Ever since Al Pacino became trapped in the hideously snooze-inducing Revolution, the American War Of Independence has been avoided by film-makers terrified of repeating Brit helmer Hugh Hudson's mistakes. And it's taken a German director, Roland Emmerich, to risk Sony's mega-bucks on another stab at the conflict. Perhaps after annihilation-mad aliens and skyscraping lizards, coping with a mad English king seemed like a breeze - especially since Emmerich managed to bag Mel Gibson, star and director of his own battle-ravaged independence drama (Braveheart).

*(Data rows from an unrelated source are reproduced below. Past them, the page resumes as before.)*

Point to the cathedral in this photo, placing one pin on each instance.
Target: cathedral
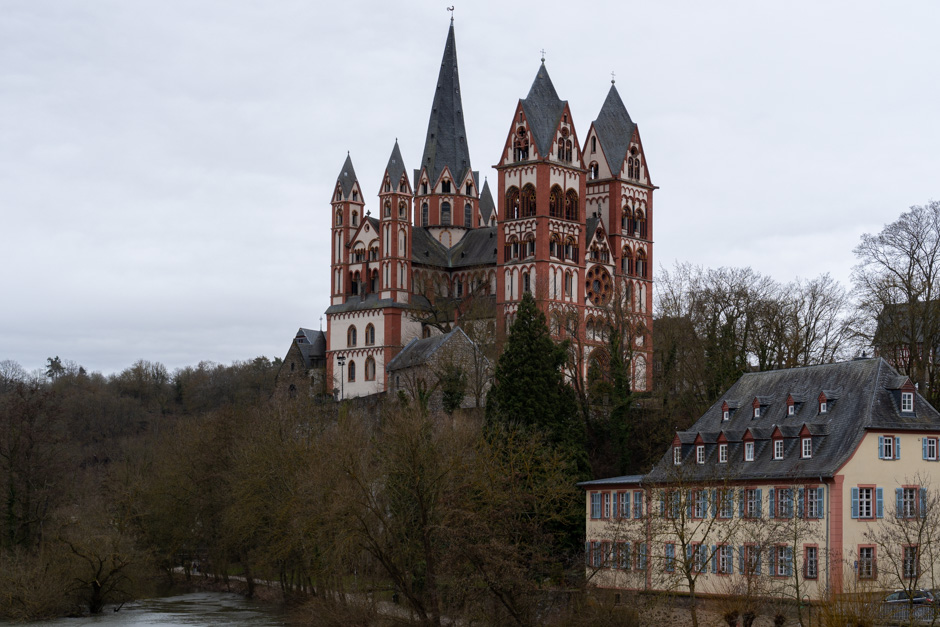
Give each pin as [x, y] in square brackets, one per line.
[572, 224]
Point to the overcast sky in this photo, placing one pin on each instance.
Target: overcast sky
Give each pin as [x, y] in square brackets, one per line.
[166, 166]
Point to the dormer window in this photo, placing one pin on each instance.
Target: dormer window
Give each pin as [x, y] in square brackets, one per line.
[907, 402]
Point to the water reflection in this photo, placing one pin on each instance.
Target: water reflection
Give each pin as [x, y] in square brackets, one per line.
[192, 610]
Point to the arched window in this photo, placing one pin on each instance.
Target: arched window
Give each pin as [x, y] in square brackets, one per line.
[528, 201]
[555, 202]
[571, 205]
[640, 224]
[641, 268]
[626, 261]
[445, 213]
[512, 203]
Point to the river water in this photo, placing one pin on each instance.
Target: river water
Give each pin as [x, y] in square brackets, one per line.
[191, 610]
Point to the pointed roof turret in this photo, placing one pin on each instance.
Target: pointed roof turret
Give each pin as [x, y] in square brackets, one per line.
[396, 165]
[543, 109]
[446, 142]
[614, 128]
[347, 177]
[487, 206]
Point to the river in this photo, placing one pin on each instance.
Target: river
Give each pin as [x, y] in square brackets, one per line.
[197, 609]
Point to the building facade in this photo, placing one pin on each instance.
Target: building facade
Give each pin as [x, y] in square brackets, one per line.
[572, 223]
[807, 481]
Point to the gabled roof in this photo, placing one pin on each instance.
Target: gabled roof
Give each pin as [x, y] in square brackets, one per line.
[446, 141]
[487, 206]
[396, 165]
[347, 177]
[419, 351]
[864, 403]
[614, 129]
[543, 109]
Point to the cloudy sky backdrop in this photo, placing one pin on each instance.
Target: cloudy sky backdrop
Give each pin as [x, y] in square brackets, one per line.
[166, 166]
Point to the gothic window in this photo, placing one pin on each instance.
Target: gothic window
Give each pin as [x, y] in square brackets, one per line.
[512, 203]
[641, 268]
[555, 201]
[571, 205]
[640, 224]
[445, 213]
[528, 201]
[627, 261]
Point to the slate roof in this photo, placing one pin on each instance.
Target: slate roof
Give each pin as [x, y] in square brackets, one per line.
[312, 345]
[347, 176]
[419, 351]
[487, 206]
[614, 129]
[543, 109]
[867, 399]
[396, 166]
[446, 141]
[477, 247]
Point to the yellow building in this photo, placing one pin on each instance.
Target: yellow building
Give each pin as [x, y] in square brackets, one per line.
[795, 482]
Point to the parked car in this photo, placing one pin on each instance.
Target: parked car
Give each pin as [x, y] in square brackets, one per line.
[918, 597]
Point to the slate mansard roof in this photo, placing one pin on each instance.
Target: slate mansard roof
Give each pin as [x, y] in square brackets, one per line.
[861, 395]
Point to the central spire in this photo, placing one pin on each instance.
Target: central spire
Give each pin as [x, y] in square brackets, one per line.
[446, 142]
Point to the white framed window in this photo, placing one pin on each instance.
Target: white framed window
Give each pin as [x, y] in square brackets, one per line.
[907, 402]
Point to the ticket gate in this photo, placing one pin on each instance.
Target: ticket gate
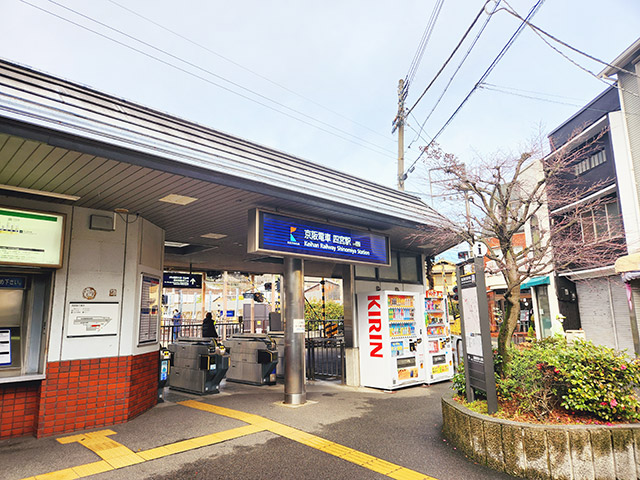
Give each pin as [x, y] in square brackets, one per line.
[197, 365]
[254, 357]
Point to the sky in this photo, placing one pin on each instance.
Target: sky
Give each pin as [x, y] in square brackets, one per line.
[319, 80]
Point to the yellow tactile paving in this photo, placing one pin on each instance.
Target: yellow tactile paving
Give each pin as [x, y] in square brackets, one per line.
[116, 455]
[354, 456]
[92, 468]
[66, 474]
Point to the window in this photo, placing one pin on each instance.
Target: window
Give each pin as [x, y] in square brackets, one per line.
[405, 268]
[410, 268]
[590, 162]
[390, 274]
[24, 303]
[601, 222]
[535, 233]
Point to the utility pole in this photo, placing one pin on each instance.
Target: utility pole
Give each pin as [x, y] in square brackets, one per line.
[398, 124]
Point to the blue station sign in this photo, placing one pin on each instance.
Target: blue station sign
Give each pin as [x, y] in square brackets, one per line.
[273, 233]
[182, 280]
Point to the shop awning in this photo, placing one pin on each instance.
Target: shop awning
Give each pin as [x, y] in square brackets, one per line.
[533, 282]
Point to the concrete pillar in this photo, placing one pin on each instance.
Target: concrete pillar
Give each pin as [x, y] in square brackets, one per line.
[294, 376]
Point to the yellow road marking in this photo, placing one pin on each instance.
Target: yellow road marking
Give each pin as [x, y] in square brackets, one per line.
[115, 455]
[349, 454]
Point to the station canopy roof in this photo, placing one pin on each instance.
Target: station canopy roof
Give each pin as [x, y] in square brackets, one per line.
[64, 138]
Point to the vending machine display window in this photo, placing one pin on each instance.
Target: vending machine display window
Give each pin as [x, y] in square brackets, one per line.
[391, 339]
[24, 300]
[438, 344]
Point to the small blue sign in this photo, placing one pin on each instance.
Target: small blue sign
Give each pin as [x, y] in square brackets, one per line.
[13, 282]
[278, 233]
[182, 280]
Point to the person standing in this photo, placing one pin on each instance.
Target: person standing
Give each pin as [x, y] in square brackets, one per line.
[209, 327]
[177, 323]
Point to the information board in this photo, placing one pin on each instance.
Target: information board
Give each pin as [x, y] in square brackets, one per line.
[182, 280]
[5, 347]
[31, 238]
[93, 319]
[272, 233]
[149, 309]
[476, 331]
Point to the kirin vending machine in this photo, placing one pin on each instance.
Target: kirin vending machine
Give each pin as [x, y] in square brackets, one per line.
[391, 329]
[438, 338]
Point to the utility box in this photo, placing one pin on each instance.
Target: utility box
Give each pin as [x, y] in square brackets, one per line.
[260, 317]
[198, 366]
[278, 337]
[275, 322]
[573, 335]
[253, 359]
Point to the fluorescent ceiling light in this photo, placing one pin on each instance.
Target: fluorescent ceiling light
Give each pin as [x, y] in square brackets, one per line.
[175, 244]
[31, 191]
[177, 199]
[214, 236]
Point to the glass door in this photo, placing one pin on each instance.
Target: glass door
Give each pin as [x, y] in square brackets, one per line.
[544, 313]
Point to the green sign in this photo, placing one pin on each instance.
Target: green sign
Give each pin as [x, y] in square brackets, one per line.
[31, 238]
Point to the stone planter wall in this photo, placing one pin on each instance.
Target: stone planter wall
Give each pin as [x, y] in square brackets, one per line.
[544, 451]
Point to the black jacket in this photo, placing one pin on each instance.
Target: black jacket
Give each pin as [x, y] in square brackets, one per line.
[208, 328]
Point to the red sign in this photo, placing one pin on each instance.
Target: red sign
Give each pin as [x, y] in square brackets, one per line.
[374, 314]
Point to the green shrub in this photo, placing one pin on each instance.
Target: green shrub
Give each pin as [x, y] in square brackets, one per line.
[530, 382]
[581, 377]
[313, 310]
[599, 380]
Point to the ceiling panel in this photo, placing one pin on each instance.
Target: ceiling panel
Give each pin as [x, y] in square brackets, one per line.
[107, 184]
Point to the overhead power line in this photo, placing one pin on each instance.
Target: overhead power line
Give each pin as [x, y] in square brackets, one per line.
[413, 68]
[542, 34]
[446, 62]
[542, 97]
[453, 76]
[337, 132]
[253, 72]
[540, 31]
[500, 55]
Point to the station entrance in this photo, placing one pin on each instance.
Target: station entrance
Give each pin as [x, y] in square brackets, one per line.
[138, 193]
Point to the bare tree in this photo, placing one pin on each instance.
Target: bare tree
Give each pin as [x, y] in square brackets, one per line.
[506, 193]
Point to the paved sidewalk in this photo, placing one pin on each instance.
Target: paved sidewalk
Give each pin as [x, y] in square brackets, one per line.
[246, 433]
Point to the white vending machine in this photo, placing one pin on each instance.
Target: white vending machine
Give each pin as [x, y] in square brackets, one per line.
[391, 331]
[437, 346]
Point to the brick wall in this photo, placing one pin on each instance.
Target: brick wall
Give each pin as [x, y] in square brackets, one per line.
[18, 409]
[80, 394]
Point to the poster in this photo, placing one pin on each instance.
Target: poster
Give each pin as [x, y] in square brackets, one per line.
[149, 309]
[92, 319]
[471, 316]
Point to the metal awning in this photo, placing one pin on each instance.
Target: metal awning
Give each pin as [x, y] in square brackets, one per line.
[62, 138]
[534, 282]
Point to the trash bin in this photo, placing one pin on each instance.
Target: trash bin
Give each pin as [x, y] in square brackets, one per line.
[253, 359]
[198, 365]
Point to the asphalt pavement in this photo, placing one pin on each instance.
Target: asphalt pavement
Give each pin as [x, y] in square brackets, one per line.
[246, 433]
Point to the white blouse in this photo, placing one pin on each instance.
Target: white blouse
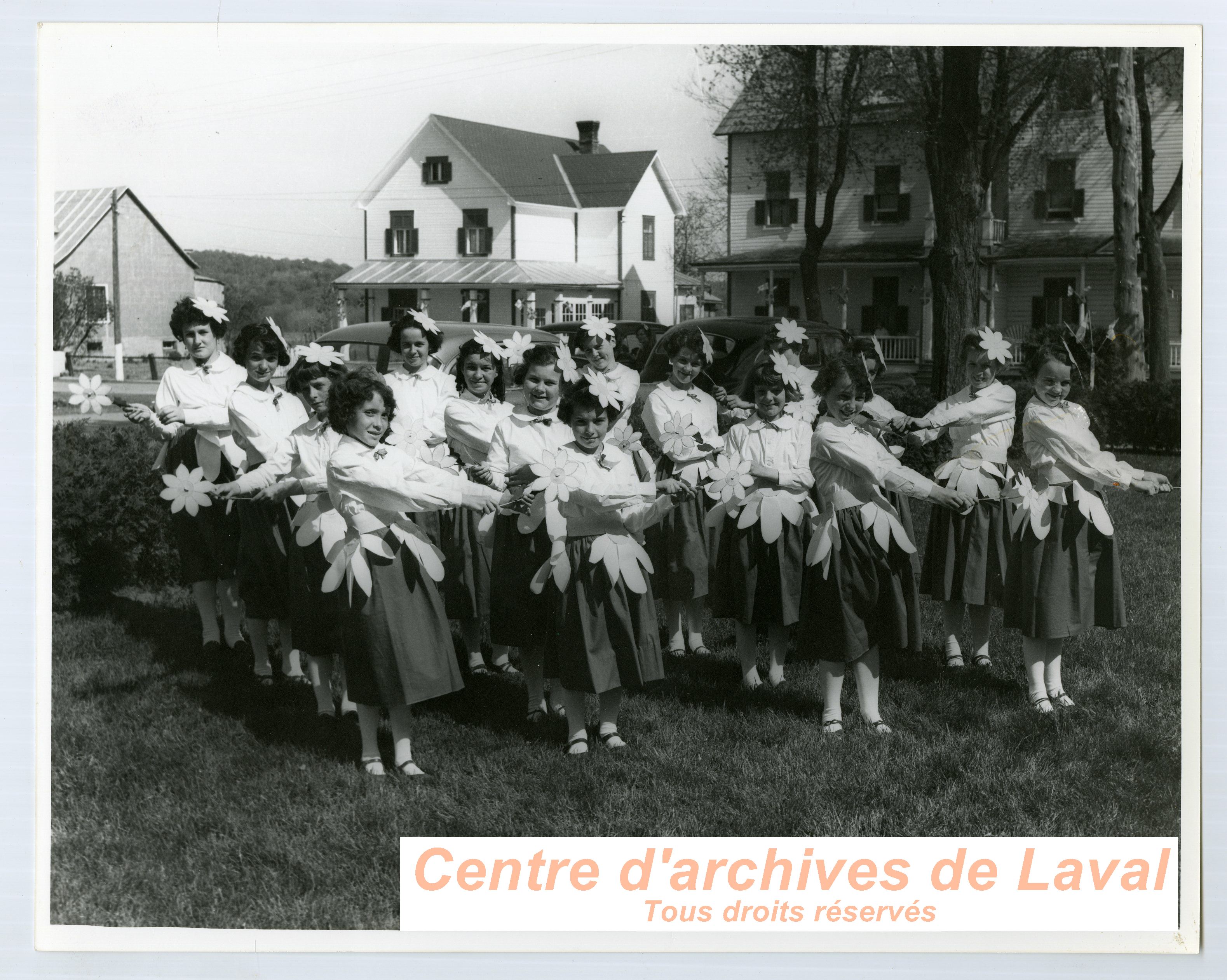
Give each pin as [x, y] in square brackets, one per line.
[471, 426]
[522, 438]
[262, 422]
[667, 402]
[1062, 448]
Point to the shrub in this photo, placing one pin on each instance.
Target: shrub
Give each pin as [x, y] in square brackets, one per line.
[110, 528]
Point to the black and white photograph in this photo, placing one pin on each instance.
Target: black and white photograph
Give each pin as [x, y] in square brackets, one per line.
[484, 435]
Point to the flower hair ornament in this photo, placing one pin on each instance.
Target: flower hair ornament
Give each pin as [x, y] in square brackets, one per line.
[211, 310]
[315, 353]
[998, 346]
[790, 333]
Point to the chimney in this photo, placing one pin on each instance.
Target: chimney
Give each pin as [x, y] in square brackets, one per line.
[588, 143]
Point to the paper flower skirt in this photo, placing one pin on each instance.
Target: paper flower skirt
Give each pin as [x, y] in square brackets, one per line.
[208, 543]
[868, 599]
[966, 555]
[756, 583]
[605, 636]
[397, 641]
[465, 565]
[518, 617]
[1067, 583]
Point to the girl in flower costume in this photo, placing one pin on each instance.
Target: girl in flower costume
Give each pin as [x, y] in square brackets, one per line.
[765, 523]
[189, 415]
[398, 643]
[1064, 574]
[681, 420]
[861, 590]
[262, 418]
[471, 421]
[518, 616]
[296, 477]
[966, 555]
[605, 621]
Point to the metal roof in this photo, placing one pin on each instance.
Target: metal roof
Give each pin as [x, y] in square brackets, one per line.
[79, 211]
[474, 273]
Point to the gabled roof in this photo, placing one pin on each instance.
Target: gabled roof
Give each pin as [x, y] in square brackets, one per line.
[79, 211]
[534, 169]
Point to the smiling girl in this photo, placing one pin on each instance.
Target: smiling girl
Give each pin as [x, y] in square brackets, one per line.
[189, 415]
[681, 420]
[471, 422]
[861, 590]
[1064, 574]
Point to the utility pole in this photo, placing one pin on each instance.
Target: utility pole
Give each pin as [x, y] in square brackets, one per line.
[115, 285]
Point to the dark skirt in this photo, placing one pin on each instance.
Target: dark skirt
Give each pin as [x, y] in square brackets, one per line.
[868, 598]
[1067, 583]
[756, 583]
[397, 641]
[518, 617]
[316, 617]
[605, 635]
[966, 555]
[467, 565]
[679, 546]
[209, 541]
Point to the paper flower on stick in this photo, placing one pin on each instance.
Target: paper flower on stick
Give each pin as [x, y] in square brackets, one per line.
[998, 346]
[599, 327]
[211, 310]
[90, 394]
[516, 346]
[790, 333]
[489, 344]
[187, 490]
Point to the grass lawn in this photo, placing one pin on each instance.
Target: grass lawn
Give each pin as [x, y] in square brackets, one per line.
[181, 799]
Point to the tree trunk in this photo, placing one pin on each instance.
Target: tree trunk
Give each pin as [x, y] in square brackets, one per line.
[1121, 115]
[955, 182]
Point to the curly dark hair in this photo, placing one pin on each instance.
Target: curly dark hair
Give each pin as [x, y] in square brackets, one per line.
[580, 398]
[537, 356]
[471, 348]
[351, 393]
[186, 314]
[686, 338]
[258, 335]
[434, 338]
[305, 372]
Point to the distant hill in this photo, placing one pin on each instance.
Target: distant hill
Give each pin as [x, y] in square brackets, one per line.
[295, 292]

The result is hokum, but at least it's good-looking hokum, featuring some gorgeous cinematography. And, with enough battle mayhem to keep action fans sitting upright for most of its lengthy running time, even Joely Richardson's reply to Gibbo's request to sit next to her - "It's a free country... Or at least it will be" - doesn't sound that painful.Carnage is the order of the day. Mel Gibson's French-Indian war hero may be trying pacifism on for size at the start of the film, but he has a history of vengeance-seeking dismemberment and savagery from the earlier conflict that'd make Martin Riggs proud. And it all comes in handy after his eldest son Gabriel (Heath Ledger) signs up for the Continental army opposing the Brits.
With the prospect of a sadistic English colonel (Jason Isaacs) spilling his family's blood, it's not long before Martin gives in to his Lethal Weapon instincts and straps on those flintlocks again. Before you know it, he's rallying a militia of scruffy homesteaders who hit the Redcoats with brutal guerrilla-style ambushes.
Whether it's re-enactments of crazily formal marches or sneaky militia strikes, The Patriot's action sequences are fantastic, veering from brisk and exhilarating Hollywood slickness to terrifyingly gruesome recreations of old-style battlefields. Add a ponytailed Gibson in hard-charging slo-mo, and you've got a fierce crowdpleaser with serious oomph. Elsewhere, young Aussie actor Ledger proves he's much more than just cheery girlbait suitable for the likes of 10 Things I Hate About You: here he carries a gravity few of his photogenic teen peers could ever match. Isaacs, meanwhile, is a snivelling guilty pleasure, eager to turn his sadistic Green Dragoon warrior into the true founding father of evil Brits in American action films.
With Gladiator reviving moviegoers' lust for gore-heavy, irony-free heroic epics, there's no reason why The Patriot can't keep the same flag flying at the multiplexes. Sure, it goes for all the big issues - democracy, defending the home, important ideals, blah-de-blah-de-blah - but it's the shots of cannonballs tearing people's heads off that really hit the target.